Rainy Day, Boston, 1885, Frederick Childe Hassam
In 2017, a three-year campaign by housing justice advocates to curb Boston’s eviction crisis culminated with a tenant rights bill called the Jim Brooks Act being quietly shuffled into a corner of the legislature to die. It had been whittled down to two basic protections—informing tenants of their rights and tracking the number of evictions, but ultimately that proved too much for real estate lobby.
Advocates were both “defiant and despondent” in the aftermath, left with a sense that there was little hope for progress when it came to slowing mass displacement in the city. Even though it did pass City Council and ultimately died in state legislature (it needed to pass both because of some Massachusetts law it’s like dungeons and dragons here), I remember sitting in one contentious council hearing and watching my district’s councilor Tim McCarthy contributing nothing and ultimately voting against the act, and thinking, man this mfer has to go.
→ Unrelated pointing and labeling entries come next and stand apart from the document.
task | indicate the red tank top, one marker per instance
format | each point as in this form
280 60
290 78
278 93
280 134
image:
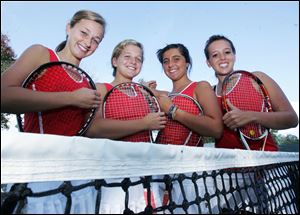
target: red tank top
127 111
62 121
230 139
170 134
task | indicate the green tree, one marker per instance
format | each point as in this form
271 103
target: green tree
7 58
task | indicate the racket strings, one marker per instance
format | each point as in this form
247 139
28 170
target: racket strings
130 102
246 94
61 121
177 133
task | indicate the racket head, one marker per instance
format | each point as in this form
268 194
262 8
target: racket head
131 101
247 92
176 133
54 77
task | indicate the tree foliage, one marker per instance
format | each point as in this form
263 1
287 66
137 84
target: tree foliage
7 58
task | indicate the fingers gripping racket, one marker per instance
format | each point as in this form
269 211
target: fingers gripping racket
246 92
57 77
131 101
177 133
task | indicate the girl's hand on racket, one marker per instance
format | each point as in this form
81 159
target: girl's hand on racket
236 117
164 102
151 84
86 98
155 121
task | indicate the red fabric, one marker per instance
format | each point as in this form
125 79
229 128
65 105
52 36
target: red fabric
63 121
121 106
230 138
175 132
108 86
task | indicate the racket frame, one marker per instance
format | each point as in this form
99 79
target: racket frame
267 103
152 133
35 73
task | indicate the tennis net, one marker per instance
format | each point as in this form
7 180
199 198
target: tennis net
58 174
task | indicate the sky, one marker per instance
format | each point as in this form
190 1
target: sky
265 35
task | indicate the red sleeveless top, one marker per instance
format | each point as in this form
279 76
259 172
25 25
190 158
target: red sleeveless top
170 134
230 138
62 121
127 108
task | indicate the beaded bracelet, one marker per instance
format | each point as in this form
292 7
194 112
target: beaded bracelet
171 112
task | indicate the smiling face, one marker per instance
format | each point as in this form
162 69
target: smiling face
84 38
174 64
221 57
129 63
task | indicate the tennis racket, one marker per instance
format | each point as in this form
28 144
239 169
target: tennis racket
246 91
177 133
131 101
57 77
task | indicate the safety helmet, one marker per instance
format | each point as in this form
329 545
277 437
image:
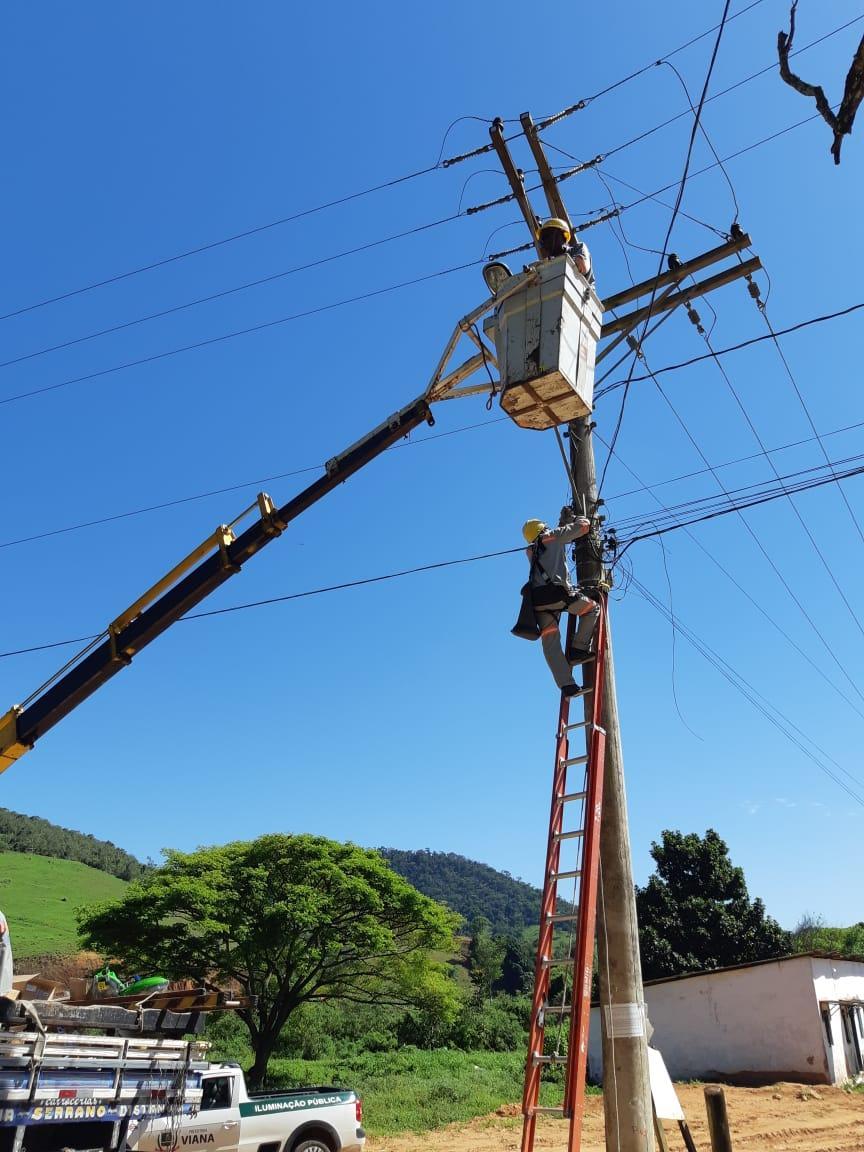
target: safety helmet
558 225
531 529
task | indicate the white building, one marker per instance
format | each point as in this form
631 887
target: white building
797 1018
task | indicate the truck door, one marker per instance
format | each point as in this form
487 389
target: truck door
217 1126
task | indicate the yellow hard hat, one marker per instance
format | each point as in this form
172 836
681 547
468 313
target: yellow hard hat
532 528
559 225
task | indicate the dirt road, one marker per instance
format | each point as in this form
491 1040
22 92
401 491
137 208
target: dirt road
785 1118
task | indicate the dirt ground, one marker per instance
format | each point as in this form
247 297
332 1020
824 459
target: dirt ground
783 1118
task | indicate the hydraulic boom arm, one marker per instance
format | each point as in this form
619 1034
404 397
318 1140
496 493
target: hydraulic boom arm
219 556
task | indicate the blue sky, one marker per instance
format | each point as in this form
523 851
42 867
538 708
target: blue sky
404 713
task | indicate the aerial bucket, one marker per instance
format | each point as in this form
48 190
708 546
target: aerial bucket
546 338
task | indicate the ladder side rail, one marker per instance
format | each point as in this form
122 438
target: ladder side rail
583 969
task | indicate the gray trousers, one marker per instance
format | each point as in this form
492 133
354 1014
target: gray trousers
588 611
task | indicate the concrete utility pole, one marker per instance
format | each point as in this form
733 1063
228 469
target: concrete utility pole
626 1085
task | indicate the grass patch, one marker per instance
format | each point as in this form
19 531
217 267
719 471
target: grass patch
414 1090
39 894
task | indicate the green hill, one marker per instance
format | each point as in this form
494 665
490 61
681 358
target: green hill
39 895
32 834
469 888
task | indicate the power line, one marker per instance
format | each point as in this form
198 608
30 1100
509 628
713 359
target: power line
270 324
725 91
232 487
293 596
796 599
745 497
763 310
805 409
771 712
804 525
728 463
350 196
639 72
745 592
218 243
675 210
229 292
734 348
240 332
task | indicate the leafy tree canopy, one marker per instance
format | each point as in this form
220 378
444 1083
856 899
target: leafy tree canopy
289 918
811 933
695 912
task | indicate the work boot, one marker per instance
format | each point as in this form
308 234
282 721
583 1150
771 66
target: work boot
569 690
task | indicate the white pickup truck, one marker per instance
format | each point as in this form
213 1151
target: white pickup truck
230 1120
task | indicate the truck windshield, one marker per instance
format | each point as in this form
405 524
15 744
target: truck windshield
215 1092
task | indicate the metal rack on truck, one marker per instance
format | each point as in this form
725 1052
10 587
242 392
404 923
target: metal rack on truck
67 1090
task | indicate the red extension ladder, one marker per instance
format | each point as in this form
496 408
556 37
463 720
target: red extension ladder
575 831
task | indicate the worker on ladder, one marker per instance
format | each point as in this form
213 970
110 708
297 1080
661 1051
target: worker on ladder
6 974
554 239
550 592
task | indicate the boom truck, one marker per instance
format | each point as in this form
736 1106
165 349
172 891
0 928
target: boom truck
544 323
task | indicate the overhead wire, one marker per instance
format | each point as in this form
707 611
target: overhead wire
341 201
763 309
793 733
96 522
743 497
796 599
805 528
335 304
283 599
676 206
240 332
734 348
741 589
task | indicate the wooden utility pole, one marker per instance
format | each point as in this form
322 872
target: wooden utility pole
626 1085
718 1119
627 1088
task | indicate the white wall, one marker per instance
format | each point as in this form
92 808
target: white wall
755 1023
834 982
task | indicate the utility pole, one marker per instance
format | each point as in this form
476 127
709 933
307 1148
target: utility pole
626 1085
623 1023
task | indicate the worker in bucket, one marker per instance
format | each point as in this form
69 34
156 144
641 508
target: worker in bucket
548 592
554 239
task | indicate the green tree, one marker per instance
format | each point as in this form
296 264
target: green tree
811 933
695 912
485 956
292 919
517 967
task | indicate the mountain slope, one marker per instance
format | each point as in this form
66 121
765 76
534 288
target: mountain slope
469 887
32 834
39 895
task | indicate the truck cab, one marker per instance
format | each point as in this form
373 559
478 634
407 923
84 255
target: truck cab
318 1119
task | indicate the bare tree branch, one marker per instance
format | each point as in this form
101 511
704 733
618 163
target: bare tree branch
840 123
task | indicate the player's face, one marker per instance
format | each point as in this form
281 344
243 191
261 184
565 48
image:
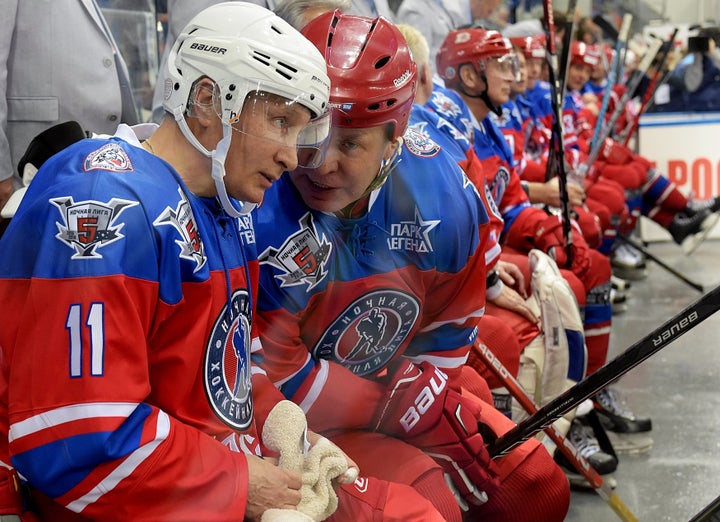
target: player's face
263 145
500 74
520 86
578 75
351 163
534 70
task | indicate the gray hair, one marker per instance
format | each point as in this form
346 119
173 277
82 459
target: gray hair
294 12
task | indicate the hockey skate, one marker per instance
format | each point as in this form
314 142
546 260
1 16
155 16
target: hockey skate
627 432
582 436
619 283
618 300
690 231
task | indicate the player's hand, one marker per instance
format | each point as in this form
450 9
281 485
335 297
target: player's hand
548 193
550 239
509 299
353 469
421 409
270 487
512 276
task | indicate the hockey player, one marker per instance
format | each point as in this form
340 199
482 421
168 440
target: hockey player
372 285
545 359
477 64
128 290
648 192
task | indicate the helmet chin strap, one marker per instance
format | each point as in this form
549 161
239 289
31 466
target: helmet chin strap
217 158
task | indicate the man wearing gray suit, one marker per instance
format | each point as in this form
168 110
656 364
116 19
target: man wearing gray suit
60 63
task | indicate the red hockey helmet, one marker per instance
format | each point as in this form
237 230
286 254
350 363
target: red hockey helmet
468 46
530 46
584 54
372 74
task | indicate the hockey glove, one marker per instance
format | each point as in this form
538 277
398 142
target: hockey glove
550 239
421 409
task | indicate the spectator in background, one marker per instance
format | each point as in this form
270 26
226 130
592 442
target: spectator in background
42 87
436 18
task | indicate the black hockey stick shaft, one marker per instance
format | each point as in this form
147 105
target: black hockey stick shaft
563 444
652 343
557 145
655 83
571 16
661 263
710 513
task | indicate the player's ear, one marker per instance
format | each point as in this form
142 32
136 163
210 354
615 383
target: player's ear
470 78
201 105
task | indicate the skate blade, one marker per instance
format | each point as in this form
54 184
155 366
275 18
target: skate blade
630 443
578 482
691 243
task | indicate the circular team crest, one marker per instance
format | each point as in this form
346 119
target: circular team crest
227 364
419 144
367 334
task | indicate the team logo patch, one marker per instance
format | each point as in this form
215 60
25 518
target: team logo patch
110 157
227 366
368 333
499 183
89 225
302 257
448 127
418 142
181 218
412 236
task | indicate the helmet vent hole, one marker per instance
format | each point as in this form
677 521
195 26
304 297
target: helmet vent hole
292 70
283 73
382 62
262 58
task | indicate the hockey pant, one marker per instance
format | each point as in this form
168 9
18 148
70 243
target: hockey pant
532 486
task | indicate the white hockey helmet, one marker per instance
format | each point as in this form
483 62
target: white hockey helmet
239 44
244 49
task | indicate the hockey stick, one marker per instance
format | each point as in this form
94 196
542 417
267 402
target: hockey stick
557 150
646 253
572 16
649 94
563 444
612 77
620 107
652 343
710 513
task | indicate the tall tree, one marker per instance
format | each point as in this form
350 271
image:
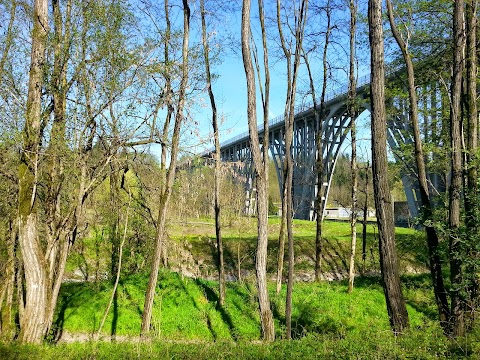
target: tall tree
455 240
471 193
352 113
33 321
170 176
218 233
292 76
426 203
321 114
396 307
261 174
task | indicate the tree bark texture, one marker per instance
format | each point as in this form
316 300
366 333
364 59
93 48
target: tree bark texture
472 220
432 237
167 189
457 327
396 308
266 317
218 228
33 321
352 113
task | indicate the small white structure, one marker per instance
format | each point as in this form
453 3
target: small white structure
341 212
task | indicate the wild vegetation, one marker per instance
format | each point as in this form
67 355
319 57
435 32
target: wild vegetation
110 226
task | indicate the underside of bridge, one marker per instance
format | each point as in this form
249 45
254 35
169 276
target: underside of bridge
333 128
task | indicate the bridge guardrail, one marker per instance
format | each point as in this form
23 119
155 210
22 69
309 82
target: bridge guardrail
337 92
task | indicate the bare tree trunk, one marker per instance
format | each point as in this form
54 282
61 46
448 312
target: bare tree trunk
32 323
471 193
9 37
432 237
7 323
300 16
119 270
319 145
261 173
365 215
457 327
353 114
220 265
396 308
165 195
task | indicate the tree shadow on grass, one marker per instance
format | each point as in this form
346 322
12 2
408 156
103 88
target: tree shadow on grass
196 305
212 296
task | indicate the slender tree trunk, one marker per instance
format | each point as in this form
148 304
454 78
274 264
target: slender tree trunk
218 233
117 277
300 16
456 254
352 113
432 237
319 147
365 215
166 193
471 195
266 317
32 323
396 308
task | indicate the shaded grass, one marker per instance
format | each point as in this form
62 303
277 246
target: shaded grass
186 309
416 344
239 239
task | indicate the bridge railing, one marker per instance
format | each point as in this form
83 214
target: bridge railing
304 106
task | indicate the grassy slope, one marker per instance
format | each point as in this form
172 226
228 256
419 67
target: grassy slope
327 322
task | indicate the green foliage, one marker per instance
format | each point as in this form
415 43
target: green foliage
328 324
272 208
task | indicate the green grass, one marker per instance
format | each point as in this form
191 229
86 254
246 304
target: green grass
239 239
328 323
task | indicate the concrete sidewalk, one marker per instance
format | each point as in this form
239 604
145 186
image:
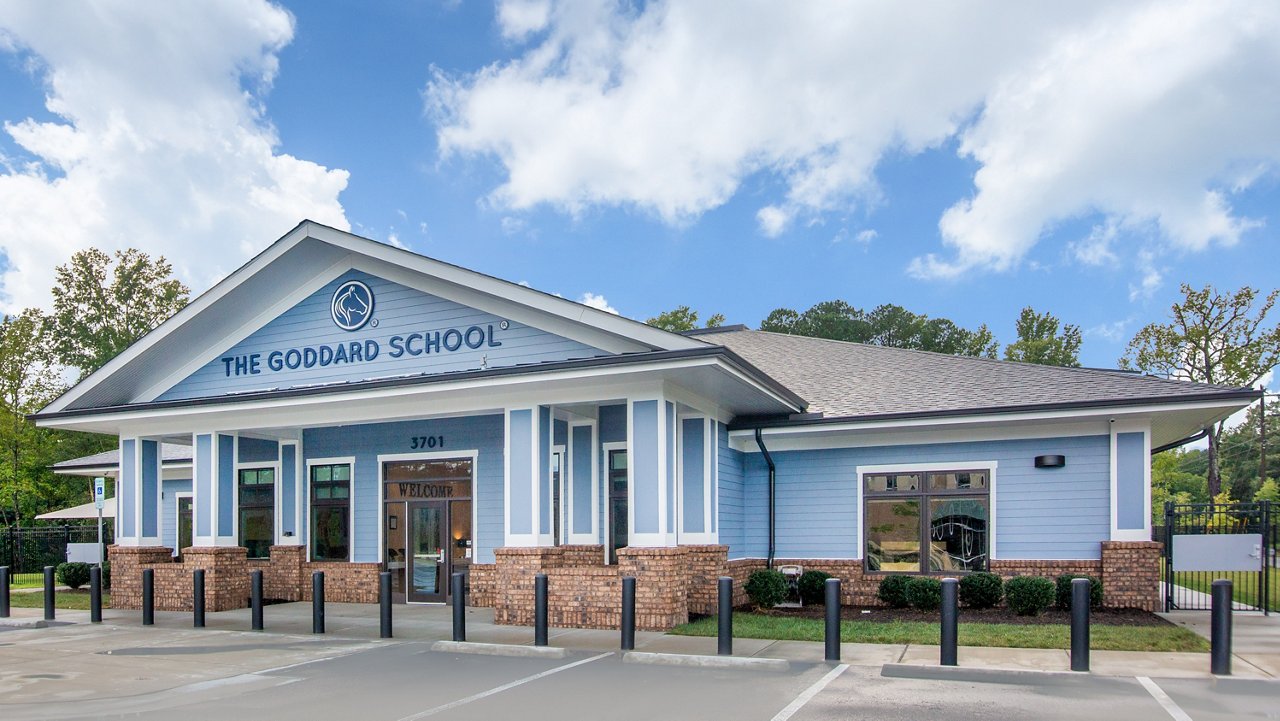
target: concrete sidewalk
1256 644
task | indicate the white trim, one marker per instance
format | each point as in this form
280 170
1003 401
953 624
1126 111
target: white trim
351 502
990 466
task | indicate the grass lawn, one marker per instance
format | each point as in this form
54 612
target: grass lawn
1047 635
65 599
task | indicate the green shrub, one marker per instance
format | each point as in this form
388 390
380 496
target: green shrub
72 575
1029 596
813 587
982 589
924 593
892 591
1064 591
767 588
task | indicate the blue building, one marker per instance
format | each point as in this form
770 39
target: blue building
347 406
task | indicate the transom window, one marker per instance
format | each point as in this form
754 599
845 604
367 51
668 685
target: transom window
942 512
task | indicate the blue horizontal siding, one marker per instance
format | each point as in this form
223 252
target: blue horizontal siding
398 311
1041 514
366 442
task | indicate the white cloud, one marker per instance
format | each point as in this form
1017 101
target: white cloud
160 140
598 302
1146 114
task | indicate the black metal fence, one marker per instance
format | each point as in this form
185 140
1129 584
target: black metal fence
28 550
1255 589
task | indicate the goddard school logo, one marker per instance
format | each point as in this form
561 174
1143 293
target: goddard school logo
352 305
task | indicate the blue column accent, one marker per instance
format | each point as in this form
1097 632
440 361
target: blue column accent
202 486
149 478
127 488
520 465
225 483
288 488
1130 480
693 455
581 479
644 466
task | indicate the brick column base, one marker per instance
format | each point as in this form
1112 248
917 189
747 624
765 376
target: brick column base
1130 574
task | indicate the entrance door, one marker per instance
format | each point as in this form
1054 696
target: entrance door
428 558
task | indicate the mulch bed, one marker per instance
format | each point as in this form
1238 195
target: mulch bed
1102 616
So I was excited when a 32-year-old public defender named Ricardo Arroyo, from a well-known family in Boston progressive politics, announced he was going to challenge McCarthy in the next election. I think the incumbent saw the writing on the wall because he dropped out, sparking a crowded race this year that ultimately came down to Arroyo and one of McCarthy’s staffers, who basically ran on the status quo.
From the time Arroyo threw his hat into the ring, I would run into him around town and chat and he was so nice and you could just tell he had that fire for the job. He came out with a strong platform around justice in housing, the environment, education, and more, and before long he was the front-runner. Lo and behold, after many doors knocked and conversations had, Arroyo won the election by a healthy margin on Tuesday night.
It was a big night for the Boston City Council overall, as for the first time in history, both women and people of color will hold the majority of seats next year, with candidates running on progressive platforms not unlike Arroyo’s. It’s a dramatic shift for a city that has been dominated by white men who haven’t represented the makeup of the city in a long time, and have fallen behind the politics of its residents and even the mayor in many cases. Winning candidates told the Bay State Banner that they’re predicting the new council will take up issues like rent control, housing affordability, transit equity, zoning reform, things that could never get traction in past councils. All of this change swept in on a wave of increased activism in the city during recent years.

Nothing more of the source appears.